Figure 2. The shape of the profile created along the warp of the hopsack woven fabric; SMDwarp =18.481 mm.

In non-contact methods, usually the optical instruments are applied. They can measure the surface in three dimensions, providing data on the entire area. Non-contact methods are much more accurate than contact methods. This is due to the fact that in contact methods the size of the measuring tip determines which irregularities are registered by the instrument. Indentations smaller than the size of the sensor are not penetrated by it. This means that the shape of the profile recorded by the contact profilometer may significantly differ from the actual shape of the profile of the measured surface. Moreover, the non-contact methods provide a big number of data characterizing the surface topography. They are values of the parameters of geometric structure of surface, histograms of height distribution, material ratio curve, autocorrelation function, fractal dimension and other graphs and functions. Due to this fact, the non-contact methods of measurement of surface roughness are becoming more and more popular. They are used in measurements more and more often all over the world for an assessment of surface of metal elements, machine parts, dental material, car bodies, etc. (Cohen Citation2019; Grzesik, Rech, and Żak Citation2015; Kłonica Citation2016; Zhu Citation2015).

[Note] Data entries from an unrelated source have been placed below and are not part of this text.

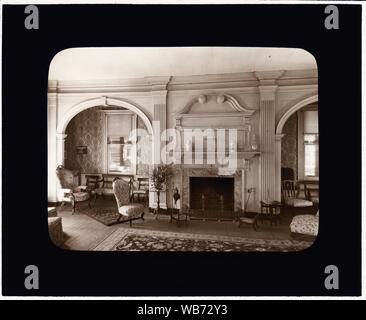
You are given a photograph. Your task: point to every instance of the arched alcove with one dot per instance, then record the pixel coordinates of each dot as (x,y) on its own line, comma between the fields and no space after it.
(102,101)
(278,137)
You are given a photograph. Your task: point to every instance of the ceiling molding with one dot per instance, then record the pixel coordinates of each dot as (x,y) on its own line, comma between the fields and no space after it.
(179,83)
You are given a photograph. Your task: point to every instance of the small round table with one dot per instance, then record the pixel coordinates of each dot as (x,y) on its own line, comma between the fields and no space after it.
(270,211)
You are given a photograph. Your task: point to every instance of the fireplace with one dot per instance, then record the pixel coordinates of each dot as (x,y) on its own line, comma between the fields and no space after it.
(212,196)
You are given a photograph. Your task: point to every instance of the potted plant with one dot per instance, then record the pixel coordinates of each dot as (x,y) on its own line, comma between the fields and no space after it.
(159,178)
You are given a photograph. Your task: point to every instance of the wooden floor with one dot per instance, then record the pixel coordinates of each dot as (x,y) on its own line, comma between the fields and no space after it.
(85,233)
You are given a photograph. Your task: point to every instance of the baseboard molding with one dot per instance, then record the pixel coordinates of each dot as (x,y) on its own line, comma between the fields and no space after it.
(54,204)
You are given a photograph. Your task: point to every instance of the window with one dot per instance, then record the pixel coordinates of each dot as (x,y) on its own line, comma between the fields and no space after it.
(120,148)
(311,150)
(308,144)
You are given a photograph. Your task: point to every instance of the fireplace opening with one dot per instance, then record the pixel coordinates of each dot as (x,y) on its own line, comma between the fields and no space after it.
(212,196)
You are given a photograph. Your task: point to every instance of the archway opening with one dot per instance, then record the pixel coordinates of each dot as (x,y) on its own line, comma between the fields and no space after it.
(300,155)
(102,139)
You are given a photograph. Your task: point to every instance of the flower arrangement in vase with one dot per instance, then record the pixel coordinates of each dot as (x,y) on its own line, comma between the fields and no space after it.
(159,178)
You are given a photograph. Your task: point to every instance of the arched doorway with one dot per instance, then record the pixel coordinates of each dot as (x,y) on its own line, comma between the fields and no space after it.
(90,103)
(289,114)
(57,131)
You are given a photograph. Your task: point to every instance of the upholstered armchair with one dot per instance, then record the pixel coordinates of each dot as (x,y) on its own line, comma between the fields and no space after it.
(291,198)
(305,226)
(127,211)
(70,191)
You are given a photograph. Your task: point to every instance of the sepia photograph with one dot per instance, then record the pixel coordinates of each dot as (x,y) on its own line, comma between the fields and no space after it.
(183,149)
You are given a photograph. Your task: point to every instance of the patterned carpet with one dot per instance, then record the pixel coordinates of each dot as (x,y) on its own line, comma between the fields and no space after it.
(124,239)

In measurements of surface roughness of textile materials usually the contact method is applied using the KES (Kawabata Evaluation System) module FB4 (Krucińska, Konecki, and Michalak Citation2006; Maâtoug, Sahnoun, and Sakli Citation2010; Sülara, Öner, and Okur Citation2013). The instruments measure only one roughness parameter – the SMD characterizing the geometrical roughness of textile surface. In the KES-FB4, the measuring sensor is made of the U-shaped steel wire of a diameter of 0.5 mm and width −6 mm ().

Figure 3. Sensors of the KES-FB4 tester.

Figure 3. Sensors of the KES-FB4 tester.

The dimensions of the sensor influence a precision of measurement. They eliminate the roughness components of dimensions smaller than the dimensions of the sensor.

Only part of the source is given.